California regulators have debated whether utilities should be held to the energy savings they promised in order to earn bonus pay. Staff of the state utilities commission said utilities missed their overall-energy savings targets, partly because of disappointing results from light bulbs. Utilities disagree with many of the staff's conclusions.

Steve Malnight, vice president of energy-efficiency programs at PG&E, said the researchers "lost sight of the fact that utilities have produced tremendous value for our customers." Experts agree that compact fluorescent lights save energy over incandescent lights and typically burn longer.

One complexity of California's incentive program is it seeks to reward utilities only for energy savings they directly cause. For example, utilities aren't supposed to get rewarded for bulbs purchased by people who say they would have bought them even without utility promotions.

"We're not only trying to measure the technical side, but determine how much of a difference utilities have made in transforming the market," said Peter Miller, senior scientist at the Natural Resources Defense Council, an environmental group that supports the utility-lighting programs.

For the 2006-2008 program, utilities said they achieved energy savings from all their energy efficiency programs that were 151% of the goal set by regulators. But the commission's staff, armed with exhaustive studies, said utilities saved only 62% of the goal amount, hurt by the bulbs.
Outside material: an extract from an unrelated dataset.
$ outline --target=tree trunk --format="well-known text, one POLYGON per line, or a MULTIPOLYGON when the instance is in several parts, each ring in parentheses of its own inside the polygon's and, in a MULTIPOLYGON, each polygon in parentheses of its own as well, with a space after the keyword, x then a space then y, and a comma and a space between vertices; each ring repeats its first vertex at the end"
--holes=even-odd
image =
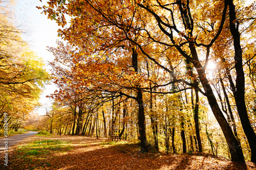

Nevertheless, anxious to move on to the current 2010-2012 program, the commission last month gave the utilities $68 million of rewards, on top of $143.7 million of incentive pay previously awarded. PG&E pocketed $104 million total.

Dian Grueneich, one of two commission members who voted against the final incentive payment, said it rewarded utilities "for subpar performance."

Commission President Michael Peevey, who favored the extra pay, said he didn't want to ding utilities for an incentive program that was "unworkable."

Later this month, the commission will consider a proposal to simplify the incentive program. Utilities would be judged, henceforth, for technology installation rates, but not for the amount of energy actually saved by their efforts.